Analogamente per Minucio Felice i giochi sono “scuola di omicidio”; Agostino, che da studente ha assistito ad una battaglia di orsi pagata dal ricco Romagnano, deplora l’insana follia che spinge le persone alla passione per queste atrocità, e deride i potenti che vogliono acquistare fama e onori organizzando i giochi. Addirittura si ricorda il caso di Almachio, un cristiano che si getta in mezzo ad uno spettacolo di gladiatori, per far cessare quel combattimento mortale, e viene linciato dalla folla inferocita.
Tertulliano dedica molte pagine agli spettacoli pagani in generale, e ci descrive “la castrazione di un condannato che è costretto ad impersonare Attis nella sceneggiatura del famoso mito; riferisce di un condannato bruciato vivo come Ercole, il personaggio che gli era stato assegnato di rappresentare; di uno vestito da Plutone che a colpi di martello manda giù negli inferi i combattenti morti o di un altro che nel ruolo di Mercurio si accerta che i condannati siano davvero morti applicando sui loro corpi un ferro incandescente” .

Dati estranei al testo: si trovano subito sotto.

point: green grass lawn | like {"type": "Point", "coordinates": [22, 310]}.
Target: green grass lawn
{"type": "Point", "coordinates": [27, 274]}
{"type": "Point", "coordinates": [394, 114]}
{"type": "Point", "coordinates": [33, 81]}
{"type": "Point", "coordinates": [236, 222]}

Nel De spectaculis, al capitolo XII, 2 e seguenti, parlando dell’origine dei giochi gladiatorii , scrive: “una volta, quando si credeva davvero che le anime dei defunti potessero venir propiziate col sangue umano, s'acquistavano schiavi di indole cattiva e perversa o si prendevano prigionieri, che venivano senz'altro sacrificati nelle pubbliche esequie. Dopo, sembrò opportuno di nascondere quella crudeltà infame sotto l'ombra del piacere, della soddisfazione: così, quelli che avevano predestinato alla morte, li istruivano a combattere con quelle armi, in cui potevano e come era possibile: bastava che imparassero in qualche modo ad ammazzarsi: poi, stabilito il giorno dei funerali li esponevano a combattere intorno alle tombe: in tal modo, commettendo, o favorendo omicidi, trovavano conforto alla morte: questa è l'origine di questa specie di spettacoli che giunsero a tal punto di favore e di simpatia, quanto aumentarono di crudeltà e di ferocia. Dal momento che il ferro non bastava, perché il pubblico saziasse il suo insano desiderio di strage, s'arrivò a far sbranare dalle fiere i miseri corpi degli uomini; e tutto ciò veniva offerto ai morti; era una specie d'onore che si dava loro nelle esequie...”...
Da: Indagine sul cristianesimo, Piemme, 2010.